EUROPE - The consultation paper on IORP Directive's quantitative impact study will shed little light on the directive's true impact on pension funds because it fails to specify what its calculations would be used for, Punter Southall has warned.
In a briefing note, the consultancy points out that the consultation paper - launched by the European Insurance and Occupational Pensions Authority (EIOPA) last month - simply sets out the methodology and formulae for the valuation of assets and liabilities.
It said the scope of the QIS - which aims to assess the potential impact the 'holistic balance sheet' (HBS) approach would have on occupational pensions if it were to be introduced into the revised IORP Directive - was too limited and failed to clarify the ramifications of such measures for pension schemes.
Subsequently, trustees and employers will be no closer to knowing what to do when their balance sheets do not balance.
"Would the numbers in the balance sheet simply be for the information of the Pensions Regulator (TPR), members and other stakeholders, or would employers be required to make good any deficit - and, if so, over what period?" the consultancy asked in its note.

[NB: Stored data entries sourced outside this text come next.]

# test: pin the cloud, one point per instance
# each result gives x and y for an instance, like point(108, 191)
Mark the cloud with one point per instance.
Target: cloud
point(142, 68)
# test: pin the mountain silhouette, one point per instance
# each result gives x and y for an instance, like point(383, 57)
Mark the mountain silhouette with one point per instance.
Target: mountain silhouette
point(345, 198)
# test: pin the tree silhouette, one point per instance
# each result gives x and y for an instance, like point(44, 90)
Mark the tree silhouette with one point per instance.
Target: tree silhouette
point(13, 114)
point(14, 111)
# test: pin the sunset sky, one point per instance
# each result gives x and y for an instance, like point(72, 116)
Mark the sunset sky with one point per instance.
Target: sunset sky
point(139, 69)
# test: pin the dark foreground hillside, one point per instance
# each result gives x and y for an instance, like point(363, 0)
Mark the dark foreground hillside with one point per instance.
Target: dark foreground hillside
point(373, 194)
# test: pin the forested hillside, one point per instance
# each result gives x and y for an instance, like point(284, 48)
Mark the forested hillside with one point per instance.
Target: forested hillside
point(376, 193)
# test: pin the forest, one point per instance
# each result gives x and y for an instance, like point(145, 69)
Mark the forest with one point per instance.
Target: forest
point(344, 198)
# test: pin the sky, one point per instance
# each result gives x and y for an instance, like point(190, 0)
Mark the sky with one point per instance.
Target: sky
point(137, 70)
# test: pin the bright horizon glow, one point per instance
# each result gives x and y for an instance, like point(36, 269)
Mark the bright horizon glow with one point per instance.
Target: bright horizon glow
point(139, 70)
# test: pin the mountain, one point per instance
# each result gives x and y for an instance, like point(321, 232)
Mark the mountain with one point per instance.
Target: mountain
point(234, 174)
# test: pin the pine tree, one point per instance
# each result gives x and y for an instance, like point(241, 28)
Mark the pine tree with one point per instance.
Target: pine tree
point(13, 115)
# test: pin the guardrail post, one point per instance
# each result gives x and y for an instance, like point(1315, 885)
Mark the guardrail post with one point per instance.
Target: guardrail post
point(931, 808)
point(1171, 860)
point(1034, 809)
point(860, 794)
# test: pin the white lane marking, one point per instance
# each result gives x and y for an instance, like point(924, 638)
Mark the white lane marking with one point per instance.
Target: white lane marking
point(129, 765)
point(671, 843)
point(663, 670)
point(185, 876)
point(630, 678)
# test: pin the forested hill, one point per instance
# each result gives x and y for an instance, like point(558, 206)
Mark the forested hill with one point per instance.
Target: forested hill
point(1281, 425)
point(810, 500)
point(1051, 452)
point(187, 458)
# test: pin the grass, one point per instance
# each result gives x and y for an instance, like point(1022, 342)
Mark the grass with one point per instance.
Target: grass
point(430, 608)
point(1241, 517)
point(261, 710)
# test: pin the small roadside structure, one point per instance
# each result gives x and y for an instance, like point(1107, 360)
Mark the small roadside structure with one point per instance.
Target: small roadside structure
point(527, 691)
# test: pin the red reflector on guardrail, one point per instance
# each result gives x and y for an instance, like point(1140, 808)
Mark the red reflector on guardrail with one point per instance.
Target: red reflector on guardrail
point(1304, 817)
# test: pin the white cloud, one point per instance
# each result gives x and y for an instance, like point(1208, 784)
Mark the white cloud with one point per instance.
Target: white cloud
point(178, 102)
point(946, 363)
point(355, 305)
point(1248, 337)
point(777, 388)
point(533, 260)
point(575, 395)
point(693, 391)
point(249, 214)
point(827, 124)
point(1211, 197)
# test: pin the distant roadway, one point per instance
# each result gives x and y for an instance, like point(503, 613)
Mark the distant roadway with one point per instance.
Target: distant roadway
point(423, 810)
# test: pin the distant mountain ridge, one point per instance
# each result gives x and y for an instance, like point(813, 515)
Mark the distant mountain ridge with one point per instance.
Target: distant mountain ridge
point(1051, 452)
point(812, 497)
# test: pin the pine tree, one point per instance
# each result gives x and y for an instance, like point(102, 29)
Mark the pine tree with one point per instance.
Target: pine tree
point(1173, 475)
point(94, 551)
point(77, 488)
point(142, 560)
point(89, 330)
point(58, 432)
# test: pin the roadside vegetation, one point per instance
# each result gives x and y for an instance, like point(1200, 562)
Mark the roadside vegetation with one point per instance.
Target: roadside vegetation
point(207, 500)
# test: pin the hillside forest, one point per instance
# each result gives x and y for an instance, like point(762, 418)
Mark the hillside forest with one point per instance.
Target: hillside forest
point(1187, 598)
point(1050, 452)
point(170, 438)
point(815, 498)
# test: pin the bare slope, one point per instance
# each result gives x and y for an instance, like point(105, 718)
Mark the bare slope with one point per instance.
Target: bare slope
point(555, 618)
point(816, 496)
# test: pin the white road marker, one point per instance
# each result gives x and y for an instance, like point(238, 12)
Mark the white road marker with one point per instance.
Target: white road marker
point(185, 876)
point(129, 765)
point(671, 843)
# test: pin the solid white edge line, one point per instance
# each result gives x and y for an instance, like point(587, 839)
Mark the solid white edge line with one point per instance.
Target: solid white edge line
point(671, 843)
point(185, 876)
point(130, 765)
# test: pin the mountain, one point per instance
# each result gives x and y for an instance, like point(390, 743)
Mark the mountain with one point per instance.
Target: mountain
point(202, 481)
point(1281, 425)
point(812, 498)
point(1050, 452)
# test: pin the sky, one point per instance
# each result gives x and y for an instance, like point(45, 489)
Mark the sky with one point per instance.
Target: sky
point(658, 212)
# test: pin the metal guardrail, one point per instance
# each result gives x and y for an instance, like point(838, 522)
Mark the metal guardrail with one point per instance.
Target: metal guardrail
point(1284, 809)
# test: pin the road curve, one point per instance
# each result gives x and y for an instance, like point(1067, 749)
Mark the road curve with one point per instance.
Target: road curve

"This means the QIS will not enable pension schemes to understand what the real impact on them would be."
Punter Southall also noted that EIOPA's advice sent to the European Commission in February did not specify how the sponsor covenant or PPF should be valued.
"EIOPA has had to specify an approach for the purposes of the QIS, but says the techniques specified for the QIS should not be assumed to be the ones that will be implemented in practice," it said.
It also questioned the way EIOPA was seeking to assess the valuation of the solvency capital requirement.
"This calculation of the solvency capital requirement (SCR) is copied directly from the latest QIS for Solvency II with a few adjustments to reflect the nature of pension scheme liabilities," it said.
"The SCR will be calculated by testing the scheme's resilience to shocks arising from risks such as market risk - interest rate, equity and currency risks - pension liability risk - mortality, longevity, expense and option risks - and counterparty default risk - sponsor default," it said.
Punter Southall argued that the QIS would not cover the implications of EIOPA's advice on such areas as governance, disclosure to members or defined contribution schemes, "although clearly these proposals could also lead to increased costs for employers".
Earlier this month, the EIOPA stakeholders group voiced similar concerns. In a draft response to the consultation paper on the QIS, it said the proposed document failed to measure the "real" impact, or shed light on a supervisory prudential framework.